La maggior parte dei siriani che sbarcano in Italia hanno come obiettivo quello di arrivare nel nord Europa; Svezia, Austria, Olanda, Belgio, ossia tutti quei Paesi che hanno dato la propria disponibilità ad accettare i profughi del conflitto in Siria. Qui a Catania l’accoglienza dei migranti è però totalmente soggettiva, portata avanti da pochi volontari che agiscono in maniera individuale e senza nessun aiuto da parte delle autorità. Il Governo italiano ha infatti un atteggiamento ambiguo nei confronti dei profughi siriani. Se da una parte si tollera il passaggio all’interno del territorio nazionale, permettendo il ricongiungimento con i parenti già stanziati in Nord Europa, dall’altro li blocca arbitrariamente in luoghi privi di status giuridico, senza una reale politica e seria pianificazione riguardo la gestione dei rifugiati.
La cosa che più colpisce è che non si tratta di disperati, ma dell’elitè del Paese, fatta di commercianti, imprenditori, medici, ovvero la spina dorsale della classe media urbanizzata. Forse è anche per questo che subito c’è chi vuole discutere di politica: “La Siria è il nuovo terreno di scontro delle potenze internazionali. Da una parte gli islamisti, dall’altra Bashar, noi in mezzo. La nostra rivoluzione è stata rubata ed il regime è stato bravo a gestire la situazione”. Ad intervenire è Amir, psicologo di Homs, un viso sveglio incorniciato da una profonda cicatrice alla guancia. “Colpa dei soldati di Asad. Mi hanno bastonato fino a quando non mi hanno creduto morto. Sono scappato dalla Siria perché altrimenti sarebbero tornati per uccidermi. Nella mia stessa situazione ce ne sono a migliaia”.
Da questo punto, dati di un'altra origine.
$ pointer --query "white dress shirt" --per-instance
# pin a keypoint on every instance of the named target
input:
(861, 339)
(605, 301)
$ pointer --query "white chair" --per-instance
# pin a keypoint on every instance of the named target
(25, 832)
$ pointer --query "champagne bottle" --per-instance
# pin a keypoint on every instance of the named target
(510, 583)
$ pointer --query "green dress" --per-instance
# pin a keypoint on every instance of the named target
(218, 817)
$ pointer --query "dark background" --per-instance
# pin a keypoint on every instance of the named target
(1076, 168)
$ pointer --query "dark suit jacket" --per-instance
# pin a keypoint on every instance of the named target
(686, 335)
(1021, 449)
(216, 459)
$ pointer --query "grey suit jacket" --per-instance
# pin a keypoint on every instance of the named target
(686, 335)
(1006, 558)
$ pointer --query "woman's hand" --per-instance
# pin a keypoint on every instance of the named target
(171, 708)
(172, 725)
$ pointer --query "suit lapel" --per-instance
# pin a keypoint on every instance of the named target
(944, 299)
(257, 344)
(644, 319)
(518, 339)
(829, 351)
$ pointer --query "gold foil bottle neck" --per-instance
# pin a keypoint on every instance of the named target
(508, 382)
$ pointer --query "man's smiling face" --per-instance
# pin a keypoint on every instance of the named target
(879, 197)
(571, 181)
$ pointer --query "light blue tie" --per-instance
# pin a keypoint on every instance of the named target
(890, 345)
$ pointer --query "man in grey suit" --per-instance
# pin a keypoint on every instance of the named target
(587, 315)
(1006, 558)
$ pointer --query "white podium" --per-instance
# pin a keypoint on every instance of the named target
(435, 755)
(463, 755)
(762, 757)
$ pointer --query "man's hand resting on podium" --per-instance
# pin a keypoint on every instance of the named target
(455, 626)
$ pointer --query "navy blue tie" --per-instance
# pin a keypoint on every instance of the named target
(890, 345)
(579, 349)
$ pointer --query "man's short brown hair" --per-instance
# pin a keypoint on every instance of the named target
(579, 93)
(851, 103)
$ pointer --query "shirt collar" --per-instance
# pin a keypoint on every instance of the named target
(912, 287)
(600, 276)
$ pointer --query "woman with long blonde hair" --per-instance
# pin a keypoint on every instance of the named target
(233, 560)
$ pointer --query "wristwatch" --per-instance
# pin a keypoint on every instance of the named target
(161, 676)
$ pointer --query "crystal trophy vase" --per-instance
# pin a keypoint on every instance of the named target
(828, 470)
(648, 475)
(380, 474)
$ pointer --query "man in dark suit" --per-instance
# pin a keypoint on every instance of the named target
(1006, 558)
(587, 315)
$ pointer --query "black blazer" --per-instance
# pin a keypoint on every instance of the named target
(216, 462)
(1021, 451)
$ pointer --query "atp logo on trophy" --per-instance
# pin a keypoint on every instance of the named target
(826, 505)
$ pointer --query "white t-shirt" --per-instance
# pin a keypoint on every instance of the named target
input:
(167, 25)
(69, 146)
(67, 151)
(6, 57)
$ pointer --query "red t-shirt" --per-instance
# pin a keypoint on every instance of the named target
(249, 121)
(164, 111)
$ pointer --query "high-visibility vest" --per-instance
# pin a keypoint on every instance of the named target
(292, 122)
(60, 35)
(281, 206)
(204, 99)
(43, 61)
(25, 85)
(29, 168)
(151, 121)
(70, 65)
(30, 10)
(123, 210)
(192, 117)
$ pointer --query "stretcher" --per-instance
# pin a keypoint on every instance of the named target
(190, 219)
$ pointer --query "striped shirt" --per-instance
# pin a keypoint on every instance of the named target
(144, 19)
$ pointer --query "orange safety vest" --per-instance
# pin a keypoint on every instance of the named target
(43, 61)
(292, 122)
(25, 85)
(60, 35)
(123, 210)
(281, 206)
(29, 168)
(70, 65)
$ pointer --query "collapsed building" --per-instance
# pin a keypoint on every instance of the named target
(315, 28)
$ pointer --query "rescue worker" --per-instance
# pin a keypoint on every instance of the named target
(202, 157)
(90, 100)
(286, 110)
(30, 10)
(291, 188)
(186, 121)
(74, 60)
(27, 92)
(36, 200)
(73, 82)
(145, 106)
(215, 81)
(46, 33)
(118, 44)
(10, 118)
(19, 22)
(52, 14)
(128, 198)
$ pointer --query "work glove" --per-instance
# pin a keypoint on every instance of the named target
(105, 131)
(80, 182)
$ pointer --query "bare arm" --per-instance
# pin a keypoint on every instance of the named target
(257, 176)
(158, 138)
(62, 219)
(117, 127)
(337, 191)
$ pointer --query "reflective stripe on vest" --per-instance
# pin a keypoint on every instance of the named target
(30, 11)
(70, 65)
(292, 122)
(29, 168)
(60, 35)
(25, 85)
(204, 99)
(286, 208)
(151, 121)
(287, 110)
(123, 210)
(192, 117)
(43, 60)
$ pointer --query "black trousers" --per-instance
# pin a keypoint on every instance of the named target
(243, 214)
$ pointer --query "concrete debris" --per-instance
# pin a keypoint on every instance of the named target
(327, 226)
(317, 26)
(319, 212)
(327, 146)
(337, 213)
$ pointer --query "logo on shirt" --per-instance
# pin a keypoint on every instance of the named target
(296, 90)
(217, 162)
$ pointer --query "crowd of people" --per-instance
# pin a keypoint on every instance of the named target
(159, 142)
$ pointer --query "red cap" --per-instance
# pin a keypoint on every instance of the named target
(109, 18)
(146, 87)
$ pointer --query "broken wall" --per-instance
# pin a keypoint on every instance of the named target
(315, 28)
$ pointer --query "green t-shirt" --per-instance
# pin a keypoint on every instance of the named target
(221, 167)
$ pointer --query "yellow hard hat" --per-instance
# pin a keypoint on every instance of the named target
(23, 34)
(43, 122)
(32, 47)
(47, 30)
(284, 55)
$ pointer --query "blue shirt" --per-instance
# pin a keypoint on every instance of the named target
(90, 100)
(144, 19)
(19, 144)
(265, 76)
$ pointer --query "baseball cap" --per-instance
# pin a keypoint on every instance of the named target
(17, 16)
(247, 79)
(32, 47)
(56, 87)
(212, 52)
Secondo una recente stima dell’Osservatorio Siriano per i Diritti Umani le vittime accertate dall’inizio del conflitto sarebbero più di centosessanta mila, con decine di migliaia di feriti tra i civili, ed una intera generazione distrutta psicologicamente dalla guerra. Discutiamo, ed intorno a noi si infoltisce il cerchio di quelli che vogliono parlare, sfogarsi di tutto quello che hanno subito. “Sono di Yarmouk, faccio parte di una grossa e importante famiglia della città che si è ribellata ad Assad e che adesso è nella lista nera del regime. Sono scappato perché ho perso moltissimi parenti per mano del regime. O la fuga o la morte. Non avevo scelta”. Ramir è un uomo sulla quarantina, con la fronte larga e gli occhi pieni di morte. “Sono arrivato in Italia dalla Libia, dopo aver viaggiato per quarantotto ore dall’Egitto fino a Tripoli, dove mi sono imbarcato con la mia famiglia pagando millecinquecento dollari ai trafficanti. Alcuni di noi sono stati uccisi per il semplice fatto di essere siriani, perchè avevano paura fossimo spie del regime. Un mio compagno è stato prima derubato e poi trucidato proprio davanti a me. Un incubo”.
Poi noto il viso dolce di Yousef, 32 anni, ingegnere informatico di Damasco, arrivato dall’Egitto nella stessa barca di Kasem. Lo invito a raccontarmi la sua storia. “A Damasco ero il proprietario di un negozio di informatica che mi permetteva di vivere dignitosamente con mia moglie e la mia figlia di appena un anno. Poi, un giorno, i soldati del regime sono arrivati, hanno sequestrato le apparecchiature e alla fine bruciato il locale. Cosa dovevo fare? Ho venduto la casa, i gioielli, la macchina e sono scappato. Ora voglio solo andare in Svezia e ricominciare una nuova vita”. I suoi occhi sono celati dalla tristezza di aver perso tutto quello per cui aveva lottato. Abbassa lo sguardo: “La Siria ormai non esiste più”.